ガリ勉×メガネ=?
 そりゃそうだよね。
 どんな男子よりも魅力的なレンがそばにいたら、皆、霞んじゃって、意識もしなくなったよ。
 そのレンはあんな性格だし、わたしがなにか思うより早く心のなかにどんどん土足で入ってくる。
 貧血で倒れたの助けてくれたり、重いものは進んで持ってくれたり、先生に襲われそうになったときも、ちゃんと助けてくれた。でも、キスしろとかいうし、ディープキスするし、わたしの胸は見るし、触るし!
 本当振り回されっぱなしで、いつもジェットコースターに乗っているような気分だよ。

「耐性ついたなら、付き合っちゃえばいいのに。もったいない。わたしにもひとりわけて欲しいくらいだよ」

 羨ましいとぼやくあきに苦笑いして、ふと時計を見ると、次の授業の準備をしないといけない時間になっていた。

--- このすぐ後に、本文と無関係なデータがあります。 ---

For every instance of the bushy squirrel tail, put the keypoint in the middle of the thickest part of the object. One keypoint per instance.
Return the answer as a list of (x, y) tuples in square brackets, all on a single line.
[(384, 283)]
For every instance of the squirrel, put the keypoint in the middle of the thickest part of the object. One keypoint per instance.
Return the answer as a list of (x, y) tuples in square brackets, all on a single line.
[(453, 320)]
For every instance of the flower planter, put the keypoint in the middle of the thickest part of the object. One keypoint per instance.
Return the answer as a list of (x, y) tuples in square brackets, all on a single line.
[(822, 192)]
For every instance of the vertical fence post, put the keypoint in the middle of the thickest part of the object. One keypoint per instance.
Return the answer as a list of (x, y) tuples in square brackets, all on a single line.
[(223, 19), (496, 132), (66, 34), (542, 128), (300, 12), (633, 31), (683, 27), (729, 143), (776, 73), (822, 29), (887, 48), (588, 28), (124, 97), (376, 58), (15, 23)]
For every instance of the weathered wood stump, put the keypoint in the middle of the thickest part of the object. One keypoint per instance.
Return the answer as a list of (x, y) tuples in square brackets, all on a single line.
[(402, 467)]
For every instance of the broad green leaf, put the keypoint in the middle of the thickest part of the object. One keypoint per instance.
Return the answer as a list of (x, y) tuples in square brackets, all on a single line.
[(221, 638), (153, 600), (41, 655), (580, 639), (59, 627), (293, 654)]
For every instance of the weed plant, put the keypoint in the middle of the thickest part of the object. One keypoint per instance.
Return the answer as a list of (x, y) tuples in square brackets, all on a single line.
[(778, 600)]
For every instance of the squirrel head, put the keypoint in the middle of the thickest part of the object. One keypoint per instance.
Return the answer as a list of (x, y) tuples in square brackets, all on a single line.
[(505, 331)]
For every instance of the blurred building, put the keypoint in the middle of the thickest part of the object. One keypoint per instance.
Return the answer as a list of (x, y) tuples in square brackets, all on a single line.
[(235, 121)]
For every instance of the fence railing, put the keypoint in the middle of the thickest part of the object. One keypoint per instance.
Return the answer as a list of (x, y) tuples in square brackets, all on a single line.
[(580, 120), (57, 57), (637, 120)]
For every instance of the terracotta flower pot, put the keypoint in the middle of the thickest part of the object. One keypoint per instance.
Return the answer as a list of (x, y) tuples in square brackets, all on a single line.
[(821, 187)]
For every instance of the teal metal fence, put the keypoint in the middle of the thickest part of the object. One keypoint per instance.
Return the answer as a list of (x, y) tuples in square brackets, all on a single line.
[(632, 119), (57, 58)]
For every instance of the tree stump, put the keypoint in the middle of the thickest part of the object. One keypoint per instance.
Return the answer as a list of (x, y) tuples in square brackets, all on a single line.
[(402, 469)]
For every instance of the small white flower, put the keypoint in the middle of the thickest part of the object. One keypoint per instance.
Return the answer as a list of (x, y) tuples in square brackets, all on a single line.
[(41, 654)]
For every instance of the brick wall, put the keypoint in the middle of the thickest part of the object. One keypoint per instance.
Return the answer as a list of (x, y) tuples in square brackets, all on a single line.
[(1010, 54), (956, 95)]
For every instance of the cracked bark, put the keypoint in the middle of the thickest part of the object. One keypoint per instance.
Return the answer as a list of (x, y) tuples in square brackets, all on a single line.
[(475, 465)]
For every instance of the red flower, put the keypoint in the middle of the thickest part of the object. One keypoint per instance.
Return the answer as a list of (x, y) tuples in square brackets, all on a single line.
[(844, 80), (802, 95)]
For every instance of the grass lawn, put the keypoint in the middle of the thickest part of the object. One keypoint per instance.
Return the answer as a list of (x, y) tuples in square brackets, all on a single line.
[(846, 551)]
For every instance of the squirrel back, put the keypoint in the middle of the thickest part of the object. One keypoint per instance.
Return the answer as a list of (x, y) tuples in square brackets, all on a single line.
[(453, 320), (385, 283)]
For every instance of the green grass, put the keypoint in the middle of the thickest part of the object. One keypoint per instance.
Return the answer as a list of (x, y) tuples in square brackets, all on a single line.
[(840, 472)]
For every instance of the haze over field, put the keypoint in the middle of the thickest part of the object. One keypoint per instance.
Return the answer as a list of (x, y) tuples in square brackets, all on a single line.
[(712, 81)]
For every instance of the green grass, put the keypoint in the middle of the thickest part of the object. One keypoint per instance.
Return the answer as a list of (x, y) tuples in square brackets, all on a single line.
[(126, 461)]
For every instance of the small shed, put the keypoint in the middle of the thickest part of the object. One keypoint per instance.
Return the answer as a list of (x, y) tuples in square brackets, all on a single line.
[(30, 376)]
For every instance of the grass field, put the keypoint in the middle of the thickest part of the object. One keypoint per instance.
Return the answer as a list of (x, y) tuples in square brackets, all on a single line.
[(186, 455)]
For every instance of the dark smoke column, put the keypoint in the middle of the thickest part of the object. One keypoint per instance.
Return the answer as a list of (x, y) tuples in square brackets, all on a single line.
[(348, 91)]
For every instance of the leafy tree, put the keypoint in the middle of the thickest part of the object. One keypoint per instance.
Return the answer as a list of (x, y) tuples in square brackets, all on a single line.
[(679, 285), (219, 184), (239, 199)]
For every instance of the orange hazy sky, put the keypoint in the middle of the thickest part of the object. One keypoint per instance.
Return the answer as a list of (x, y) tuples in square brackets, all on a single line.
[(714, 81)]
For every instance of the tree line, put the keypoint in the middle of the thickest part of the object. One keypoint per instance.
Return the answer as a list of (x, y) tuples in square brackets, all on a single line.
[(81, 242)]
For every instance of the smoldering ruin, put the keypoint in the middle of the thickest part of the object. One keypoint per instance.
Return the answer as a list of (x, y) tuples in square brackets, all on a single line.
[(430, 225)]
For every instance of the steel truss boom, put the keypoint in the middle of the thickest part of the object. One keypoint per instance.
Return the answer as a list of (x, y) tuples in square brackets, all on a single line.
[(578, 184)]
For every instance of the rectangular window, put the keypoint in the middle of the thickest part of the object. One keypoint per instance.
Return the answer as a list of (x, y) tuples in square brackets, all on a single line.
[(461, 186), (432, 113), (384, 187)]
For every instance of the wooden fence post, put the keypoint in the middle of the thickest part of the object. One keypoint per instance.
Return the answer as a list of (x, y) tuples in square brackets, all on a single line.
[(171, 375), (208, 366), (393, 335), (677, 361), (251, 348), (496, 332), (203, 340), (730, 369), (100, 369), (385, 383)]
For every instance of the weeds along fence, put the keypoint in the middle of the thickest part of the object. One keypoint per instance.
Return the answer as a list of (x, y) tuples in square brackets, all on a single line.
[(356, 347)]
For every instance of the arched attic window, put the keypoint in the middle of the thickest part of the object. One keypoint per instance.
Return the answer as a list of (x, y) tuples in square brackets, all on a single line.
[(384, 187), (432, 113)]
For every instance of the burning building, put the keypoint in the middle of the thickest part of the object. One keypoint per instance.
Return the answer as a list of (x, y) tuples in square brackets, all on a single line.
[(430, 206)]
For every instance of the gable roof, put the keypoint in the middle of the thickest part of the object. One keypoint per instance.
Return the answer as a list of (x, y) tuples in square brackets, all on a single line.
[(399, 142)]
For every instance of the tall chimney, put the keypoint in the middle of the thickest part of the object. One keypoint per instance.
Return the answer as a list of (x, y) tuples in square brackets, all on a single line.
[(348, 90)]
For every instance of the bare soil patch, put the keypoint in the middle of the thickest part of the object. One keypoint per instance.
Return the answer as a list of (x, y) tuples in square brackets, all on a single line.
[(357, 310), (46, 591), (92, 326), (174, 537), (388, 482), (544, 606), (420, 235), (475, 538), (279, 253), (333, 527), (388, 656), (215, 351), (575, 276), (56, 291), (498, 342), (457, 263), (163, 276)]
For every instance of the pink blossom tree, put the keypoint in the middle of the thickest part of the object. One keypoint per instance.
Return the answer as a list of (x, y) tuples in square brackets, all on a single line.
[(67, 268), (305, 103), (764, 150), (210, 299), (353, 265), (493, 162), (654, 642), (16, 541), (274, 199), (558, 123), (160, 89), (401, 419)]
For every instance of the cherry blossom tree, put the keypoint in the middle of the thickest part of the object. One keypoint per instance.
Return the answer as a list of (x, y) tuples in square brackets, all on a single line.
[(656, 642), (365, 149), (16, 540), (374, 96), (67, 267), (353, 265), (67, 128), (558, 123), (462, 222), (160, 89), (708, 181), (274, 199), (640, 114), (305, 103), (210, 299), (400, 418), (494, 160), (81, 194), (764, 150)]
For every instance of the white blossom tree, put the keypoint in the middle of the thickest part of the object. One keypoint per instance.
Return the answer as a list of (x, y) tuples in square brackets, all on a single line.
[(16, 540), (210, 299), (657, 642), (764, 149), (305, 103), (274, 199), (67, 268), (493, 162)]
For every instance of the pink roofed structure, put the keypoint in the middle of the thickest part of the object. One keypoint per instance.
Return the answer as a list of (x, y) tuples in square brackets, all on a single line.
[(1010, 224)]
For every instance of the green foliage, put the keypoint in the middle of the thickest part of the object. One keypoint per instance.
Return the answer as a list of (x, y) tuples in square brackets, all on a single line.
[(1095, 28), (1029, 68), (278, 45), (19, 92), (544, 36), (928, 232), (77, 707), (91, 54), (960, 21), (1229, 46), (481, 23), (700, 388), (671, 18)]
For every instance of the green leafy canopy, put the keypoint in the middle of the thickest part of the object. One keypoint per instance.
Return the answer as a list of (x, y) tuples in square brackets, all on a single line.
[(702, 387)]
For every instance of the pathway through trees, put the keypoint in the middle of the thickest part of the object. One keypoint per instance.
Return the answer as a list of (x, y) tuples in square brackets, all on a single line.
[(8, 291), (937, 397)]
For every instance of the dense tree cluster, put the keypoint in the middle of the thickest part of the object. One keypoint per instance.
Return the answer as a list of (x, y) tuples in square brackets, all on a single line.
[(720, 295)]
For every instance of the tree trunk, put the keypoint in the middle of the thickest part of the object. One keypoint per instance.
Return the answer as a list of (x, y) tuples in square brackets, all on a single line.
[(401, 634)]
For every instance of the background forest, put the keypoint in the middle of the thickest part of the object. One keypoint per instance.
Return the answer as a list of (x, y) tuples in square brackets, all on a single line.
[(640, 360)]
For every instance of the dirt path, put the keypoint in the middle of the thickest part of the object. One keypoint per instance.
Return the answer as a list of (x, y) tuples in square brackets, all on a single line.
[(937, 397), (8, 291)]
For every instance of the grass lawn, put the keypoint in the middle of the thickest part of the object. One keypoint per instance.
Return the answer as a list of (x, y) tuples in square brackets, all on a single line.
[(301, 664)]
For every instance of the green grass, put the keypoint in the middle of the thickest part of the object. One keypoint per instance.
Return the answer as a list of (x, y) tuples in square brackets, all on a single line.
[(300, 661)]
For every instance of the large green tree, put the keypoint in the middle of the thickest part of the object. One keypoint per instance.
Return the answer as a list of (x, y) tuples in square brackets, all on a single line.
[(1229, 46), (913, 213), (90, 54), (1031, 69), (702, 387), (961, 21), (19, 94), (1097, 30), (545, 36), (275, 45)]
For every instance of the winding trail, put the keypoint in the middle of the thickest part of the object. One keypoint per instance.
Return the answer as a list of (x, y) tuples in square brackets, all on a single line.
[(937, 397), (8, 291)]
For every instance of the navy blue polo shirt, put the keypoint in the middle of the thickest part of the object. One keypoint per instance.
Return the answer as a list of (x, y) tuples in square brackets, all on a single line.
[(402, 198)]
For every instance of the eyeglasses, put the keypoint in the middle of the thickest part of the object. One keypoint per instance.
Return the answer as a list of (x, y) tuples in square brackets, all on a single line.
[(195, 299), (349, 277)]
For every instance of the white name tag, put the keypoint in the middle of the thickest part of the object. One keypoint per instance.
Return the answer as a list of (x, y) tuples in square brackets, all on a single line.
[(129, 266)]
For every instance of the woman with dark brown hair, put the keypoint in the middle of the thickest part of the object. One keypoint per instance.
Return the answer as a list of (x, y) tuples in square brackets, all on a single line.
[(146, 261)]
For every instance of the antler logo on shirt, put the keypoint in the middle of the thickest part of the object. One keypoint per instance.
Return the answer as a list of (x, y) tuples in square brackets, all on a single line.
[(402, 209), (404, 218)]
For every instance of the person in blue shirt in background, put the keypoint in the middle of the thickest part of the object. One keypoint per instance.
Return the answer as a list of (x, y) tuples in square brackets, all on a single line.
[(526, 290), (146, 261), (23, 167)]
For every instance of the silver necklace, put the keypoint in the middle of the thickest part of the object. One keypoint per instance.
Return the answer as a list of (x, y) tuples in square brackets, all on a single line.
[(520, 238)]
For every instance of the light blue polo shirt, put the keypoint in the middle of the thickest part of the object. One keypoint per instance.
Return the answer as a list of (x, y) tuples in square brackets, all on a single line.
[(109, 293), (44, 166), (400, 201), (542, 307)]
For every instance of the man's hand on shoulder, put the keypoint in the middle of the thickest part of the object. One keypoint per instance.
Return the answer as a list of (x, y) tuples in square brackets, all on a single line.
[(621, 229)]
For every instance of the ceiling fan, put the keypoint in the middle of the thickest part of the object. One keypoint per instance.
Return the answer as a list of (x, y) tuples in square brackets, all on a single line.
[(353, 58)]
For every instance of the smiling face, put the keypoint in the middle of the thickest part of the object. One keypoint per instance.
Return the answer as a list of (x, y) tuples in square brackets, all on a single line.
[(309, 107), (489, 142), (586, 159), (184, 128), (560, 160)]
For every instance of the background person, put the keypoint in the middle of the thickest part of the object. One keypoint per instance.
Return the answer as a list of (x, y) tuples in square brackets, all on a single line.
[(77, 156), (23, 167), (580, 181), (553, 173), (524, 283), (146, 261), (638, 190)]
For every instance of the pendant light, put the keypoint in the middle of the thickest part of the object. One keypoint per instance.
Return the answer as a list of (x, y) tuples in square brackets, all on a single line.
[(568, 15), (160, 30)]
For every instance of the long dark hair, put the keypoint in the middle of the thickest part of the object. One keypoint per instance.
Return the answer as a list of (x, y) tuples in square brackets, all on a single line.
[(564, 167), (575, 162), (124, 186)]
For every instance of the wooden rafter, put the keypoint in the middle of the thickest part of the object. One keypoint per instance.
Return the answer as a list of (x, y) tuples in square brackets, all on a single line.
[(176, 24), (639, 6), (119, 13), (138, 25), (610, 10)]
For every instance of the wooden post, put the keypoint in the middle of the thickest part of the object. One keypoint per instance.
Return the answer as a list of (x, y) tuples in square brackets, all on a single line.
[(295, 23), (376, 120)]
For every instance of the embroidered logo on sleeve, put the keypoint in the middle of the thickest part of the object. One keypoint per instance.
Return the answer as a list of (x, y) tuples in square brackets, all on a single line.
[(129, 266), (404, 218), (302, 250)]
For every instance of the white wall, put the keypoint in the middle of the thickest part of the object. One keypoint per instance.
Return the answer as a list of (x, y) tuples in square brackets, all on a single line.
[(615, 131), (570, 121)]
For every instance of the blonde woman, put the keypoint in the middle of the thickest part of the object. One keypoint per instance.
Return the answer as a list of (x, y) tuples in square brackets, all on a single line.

「五時間目は移動教室だったよね? チャイム鳴る前に行こう」

 机の中をゴソゴソ掻き分けて教科書とノートを取り出し、教室をでた。だから廊下を物凄いスピードで走っている生徒にも気付かなかった。

「うあっ…!」

「‼」

 物凄い勢いでぶつかった。その衝撃で教科書とノートが宙に投げ出される。
 痛い!
 そう感じたときには跳ね飛ばされて、廊下に座りこんでいた。